Former schools chief Tim Byles has insisted three contractors backing his new company will not hoover up all the work.
Mr Byles, who departed Partnerships for Schools in 2011 to establish Cornerstone, said that despite the backing of Willmott Dixon, Bouygues and Morgan Sindall who have bought preference shares, local contractors would win work in his new venture.
He said that contractors would be chosen based on their suitability for the role, but admitted that the three contractors are kept informed of Cornerstone’s pipeline.
Cornerstone signed its first deal with Plymouth City Council last week to build up to 66 family homes and 20 flats to code for sustainable homes level 6, subject to planning permission.
The company is in talks with more than 20 local authority as it works with financial backers to acquire surplus property and convert it, with the majority of interest currently in mixed-use developments.
Mr Byles said: “We will look at each project on its merits. We will be wanting to make sure that the right partner is engaged in each of our developments and smaller and local construction firms will have good experience at delivering Code 6 houses so we will take that into account before making any decision.
“All our investors are familiar with our developments so they are aware of what’s coming forward.”
Cornerstone’s first deal
Cornerstone agreed to enter a deal with Plymouth City Council to deliver a zero-carbon village in Bickleigh Down, North Devon.
The agreement will be between CornerstoneZED - a joint venture between Byles’ Cornerstone and ZEDprojects, the enabling arm of architect Bill Dunster – and the council.

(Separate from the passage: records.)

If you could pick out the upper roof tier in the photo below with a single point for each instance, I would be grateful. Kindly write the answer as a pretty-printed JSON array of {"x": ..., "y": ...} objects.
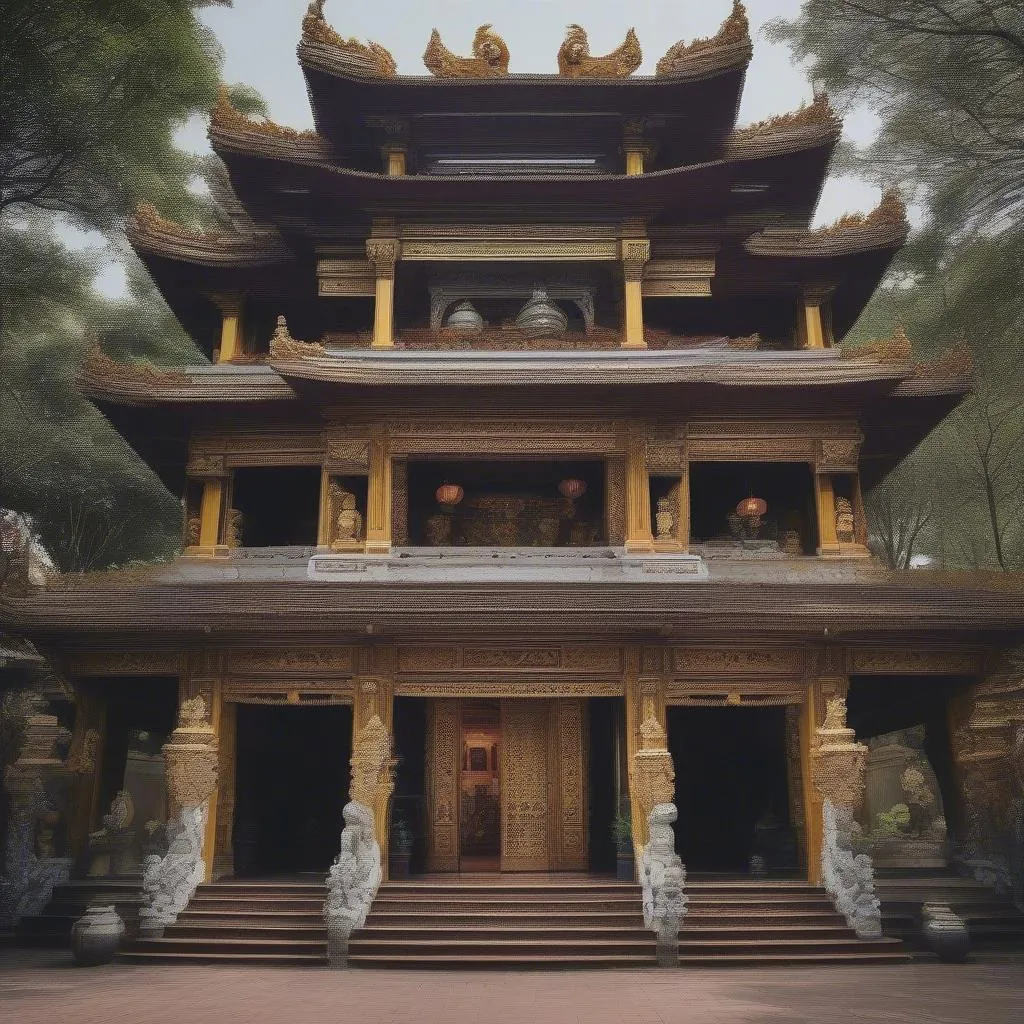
[{"x": 474, "y": 107}]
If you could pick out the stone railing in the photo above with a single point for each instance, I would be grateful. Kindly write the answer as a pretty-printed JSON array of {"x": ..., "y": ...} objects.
[
  {"x": 352, "y": 881},
  {"x": 664, "y": 879},
  {"x": 838, "y": 769},
  {"x": 356, "y": 872},
  {"x": 35, "y": 785},
  {"x": 190, "y": 759},
  {"x": 662, "y": 873}
]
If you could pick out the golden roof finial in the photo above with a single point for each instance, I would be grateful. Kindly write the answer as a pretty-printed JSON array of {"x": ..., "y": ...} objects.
[
  {"x": 489, "y": 59},
  {"x": 574, "y": 59}
]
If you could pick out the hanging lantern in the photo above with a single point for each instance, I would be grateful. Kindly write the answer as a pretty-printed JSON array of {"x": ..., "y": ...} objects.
[
  {"x": 752, "y": 508},
  {"x": 572, "y": 488},
  {"x": 449, "y": 494}
]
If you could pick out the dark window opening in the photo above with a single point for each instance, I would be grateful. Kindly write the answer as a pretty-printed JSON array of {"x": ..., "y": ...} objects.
[
  {"x": 280, "y": 505},
  {"x": 291, "y": 784},
  {"x": 508, "y": 504},
  {"x": 787, "y": 487}
]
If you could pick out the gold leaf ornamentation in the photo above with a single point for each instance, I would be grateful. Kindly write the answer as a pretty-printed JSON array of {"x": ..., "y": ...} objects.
[{"x": 574, "y": 59}]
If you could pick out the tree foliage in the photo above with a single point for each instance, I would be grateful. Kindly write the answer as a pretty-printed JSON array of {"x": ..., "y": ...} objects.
[
  {"x": 92, "y": 94},
  {"x": 946, "y": 79}
]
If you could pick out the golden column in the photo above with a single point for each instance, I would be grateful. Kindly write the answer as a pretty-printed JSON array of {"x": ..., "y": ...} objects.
[
  {"x": 379, "y": 498},
  {"x": 383, "y": 255},
  {"x": 635, "y": 254},
  {"x": 211, "y": 513},
  {"x": 230, "y": 306},
  {"x": 814, "y": 323},
  {"x": 638, "y": 532},
  {"x": 819, "y": 691}
]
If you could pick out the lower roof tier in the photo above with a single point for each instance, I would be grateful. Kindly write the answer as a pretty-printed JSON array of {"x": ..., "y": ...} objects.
[{"x": 805, "y": 598}]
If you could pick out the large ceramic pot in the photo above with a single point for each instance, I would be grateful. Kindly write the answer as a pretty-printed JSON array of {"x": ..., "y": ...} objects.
[
  {"x": 465, "y": 318},
  {"x": 96, "y": 936},
  {"x": 541, "y": 317}
]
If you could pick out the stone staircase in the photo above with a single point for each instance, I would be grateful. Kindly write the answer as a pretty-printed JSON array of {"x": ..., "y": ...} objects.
[
  {"x": 506, "y": 924},
  {"x": 992, "y": 920},
  {"x": 510, "y": 924},
  {"x": 740, "y": 923},
  {"x": 238, "y": 922},
  {"x": 70, "y": 899}
]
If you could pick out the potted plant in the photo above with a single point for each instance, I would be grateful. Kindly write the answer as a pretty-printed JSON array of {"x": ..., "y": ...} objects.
[
  {"x": 399, "y": 849},
  {"x": 622, "y": 829}
]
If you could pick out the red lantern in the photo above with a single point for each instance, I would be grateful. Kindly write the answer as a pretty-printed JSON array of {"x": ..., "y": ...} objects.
[
  {"x": 752, "y": 507},
  {"x": 449, "y": 494},
  {"x": 572, "y": 488}
]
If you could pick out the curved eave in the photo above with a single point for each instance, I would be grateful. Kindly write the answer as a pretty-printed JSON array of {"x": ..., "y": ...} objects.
[
  {"x": 615, "y": 369},
  {"x": 338, "y": 85},
  {"x": 223, "y": 383},
  {"x": 791, "y": 168},
  {"x": 613, "y": 609},
  {"x": 211, "y": 251}
]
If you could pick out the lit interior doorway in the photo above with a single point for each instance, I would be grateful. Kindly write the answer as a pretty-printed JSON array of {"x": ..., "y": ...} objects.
[{"x": 479, "y": 785}]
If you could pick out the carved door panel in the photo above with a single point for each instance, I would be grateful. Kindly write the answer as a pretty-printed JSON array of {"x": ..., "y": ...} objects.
[
  {"x": 442, "y": 785},
  {"x": 567, "y": 760},
  {"x": 524, "y": 785}
]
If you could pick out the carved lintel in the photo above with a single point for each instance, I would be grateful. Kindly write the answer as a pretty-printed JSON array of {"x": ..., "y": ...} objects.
[
  {"x": 574, "y": 59},
  {"x": 635, "y": 254},
  {"x": 383, "y": 255}
]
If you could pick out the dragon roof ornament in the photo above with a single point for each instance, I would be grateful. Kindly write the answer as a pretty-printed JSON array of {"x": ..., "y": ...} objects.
[
  {"x": 735, "y": 30},
  {"x": 369, "y": 58},
  {"x": 574, "y": 59},
  {"x": 489, "y": 59}
]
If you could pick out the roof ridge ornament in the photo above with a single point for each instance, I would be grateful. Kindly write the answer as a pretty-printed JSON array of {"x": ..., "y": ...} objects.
[
  {"x": 489, "y": 59},
  {"x": 368, "y": 58},
  {"x": 574, "y": 59},
  {"x": 735, "y": 30}
]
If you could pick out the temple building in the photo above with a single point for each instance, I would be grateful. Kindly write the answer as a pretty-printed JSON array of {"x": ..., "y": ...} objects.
[{"x": 522, "y": 499}]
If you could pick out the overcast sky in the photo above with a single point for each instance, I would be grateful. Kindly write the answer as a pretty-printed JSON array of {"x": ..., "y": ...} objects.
[{"x": 259, "y": 39}]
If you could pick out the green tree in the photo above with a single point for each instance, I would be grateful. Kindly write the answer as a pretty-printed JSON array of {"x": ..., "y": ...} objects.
[{"x": 946, "y": 79}]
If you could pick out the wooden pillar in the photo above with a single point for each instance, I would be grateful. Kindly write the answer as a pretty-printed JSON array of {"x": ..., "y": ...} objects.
[
  {"x": 635, "y": 253},
  {"x": 638, "y": 534},
  {"x": 223, "y": 852},
  {"x": 230, "y": 306},
  {"x": 375, "y": 695},
  {"x": 383, "y": 256},
  {"x": 379, "y": 498},
  {"x": 211, "y": 513},
  {"x": 395, "y": 158},
  {"x": 818, "y": 690},
  {"x": 824, "y": 493},
  {"x": 86, "y": 760}
]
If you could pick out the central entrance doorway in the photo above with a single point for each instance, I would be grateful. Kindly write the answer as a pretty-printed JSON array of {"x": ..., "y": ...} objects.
[
  {"x": 732, "y": 790},
  {"x": 479, "y": 783},
  {"x": 291, "y": 784},
  {"x": 507, "y": 784}
]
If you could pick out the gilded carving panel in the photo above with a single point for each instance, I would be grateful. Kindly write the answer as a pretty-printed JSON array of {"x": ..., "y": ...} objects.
[
  {"x": 524, "y": 785},
  {"x": 442, "y": 785}
]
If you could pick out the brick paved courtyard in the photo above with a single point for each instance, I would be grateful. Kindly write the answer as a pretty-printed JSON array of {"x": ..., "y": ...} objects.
[{"x": 44, "y": 987}]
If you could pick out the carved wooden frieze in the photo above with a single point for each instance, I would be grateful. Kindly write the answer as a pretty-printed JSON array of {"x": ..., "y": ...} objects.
[
  {"x": 840, "y": 455},
  {"x": 125, "y": 664},
  {"x": 892, "y": 662},
  {"x": 565, "y": 657},
  {"x": 704, "y": 662},
  {"x": 506, "y": 688},
  {"x": 206, "y": 466},
  {"x": 351, "y": 455},
  {"x": 291, "y": 662}
]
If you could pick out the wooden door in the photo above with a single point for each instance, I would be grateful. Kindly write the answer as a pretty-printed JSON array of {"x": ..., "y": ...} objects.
[{"x": 524, "y": 785}]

Plymouth City Council anticipates signing the Option Agreement over the coming months. CornerstoneZED will then submit a formal planning application. Should this be approved, the development is scheduled to begin later this year.
Mr Byles told CN in November that he hoped to have the first deal signed before Christmas last year, however this didn’t materialise.
He said this is down to greater interest than he had first thought, and said he still plans to make Cornerstone an international venture within five years.
“Some of our earlier discussions had got a lot larger than I expected. I thought we would conclude discussions around small to medium sized projects quite quickly but what’s happened is that the scale of the opportunity has become clear”, he said.
“We are seeing much larger scale schemes coming forward than I appreciated and that’s why our first deal is later than I thought but our pipeline is much bigger.
“For example we have been talking to an authority about a 100-bed home for the elderly and are now talking to them about providing a 400-bed home and larger deals do take longer to put together.”
The company is in talks over further deals in the South-west, and Mr Byles said he expected to announce further deals within months.